そういったものもデートの要因になるのか。知らなかった。
男手一つで育った俺には無縁の話だった。
女っ気のない世界で生きてきたのだ。
今更だ。
しかし、恋というものは知っている。
俺がまだ一等兵だった頃、女上官に恋病を患ったのだ。
あれは今でも覚えている。
何度、その上官を襲撃したものか。
しかし、そのたびにやりかえされたのだ。
あれはいい訓練になった。
「リリ王女殿下、おけがは?」
メイドのアメリアは心配そうに訊ねる。
「ない。ブラッドのおかげで、な」
「そう。良かったです」
このメイド、リリ様とは一線を画していると思ったが、意外と踏み込むタイプのメイドかもしれない。
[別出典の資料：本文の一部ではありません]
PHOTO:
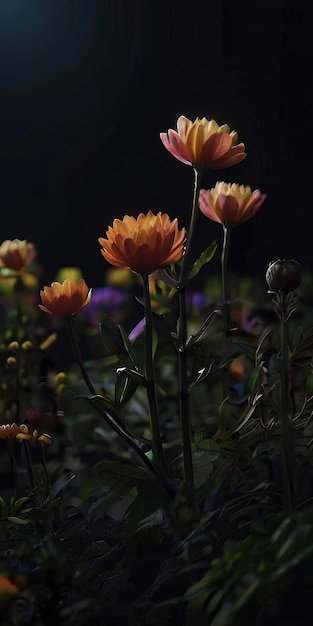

いや、長年一緒に連れ添った仲だ。気安い態度もできるのだろう。
俺は隣でアサルトライフルの弾丸を充填する。
ジープを走らせると、町並みが流れていく。
さすがにジープを狙撃する、なんてことはないか?
防弾ガラスに囲まれているのだ。
ピシッと音を立ててガラスにひびが入る。
「な。撃ってきた?」
「荒っぽい運転になります。すみません」
アメリアは車を左右に揺らしながら走り出す。
狙撃で一番やって欲しくない行動だ。
こいつ、手慣れている。
メイドへの評価を改めると、俺はスコープを構える。
「アーノルド。どうなっている?」
『敵による長距離射撃だ。おれが対応する』
インカムから返ってくる言葉は信頼に足りるものだった。
後方を走る車から身を乗り出すアーノルド。
銃弾と銃弾が撃ち放たれる。
アーノルドの射撃は正確だ。まるで針の穴に糸を通すような正確さ。
『一人、撃破。次に移る』
「了解。アメリア。次の道路を右へ」
「なぜですか?」
「追っ手をまく」
「……分かりました」
アメリアは理解したのか、俺の言う通りに曲がる。
そこは開けた場所が少ない人口密集地。
狙撃などできるはずもない。
裏道を利用して、俺たちは白亜の城に戻ることに成功した。
のちにアーノルドも帰ってくるが、それは別の話。
「しかし、銃撃戦に遭うとはな」
リリ様は歯がみをして苦々しい顔を見せる。
「メイリスを呼び戻してください」
「しかし、それでは内乱が悪化するのではないか?」
俺の進言にリリ様が苦笑をもらす。
「そうかもしれません。しかし、今回分かりましたが、護衛が足りません」
「そうか。なら呼び寄せるかのう」
心労からのため息を吐き、リリ様は立ち上がる。
俺を呼び寄せると、リリ様は口を開く。
「椅子になれ」
「はっ?」
「椅子になれ」
俺は仕方なく、その場で四つん這いになる。
と、その背中にやんわりと乗るリリ様。
「ふふ。嬉しいか?」
「いえ。俺はそんな変態ではありません」
「なっ!」
驚いたような表情を浮かべるリリ様。
いやなんで喜ぶと思ったんだよ。相変わらずずれているな。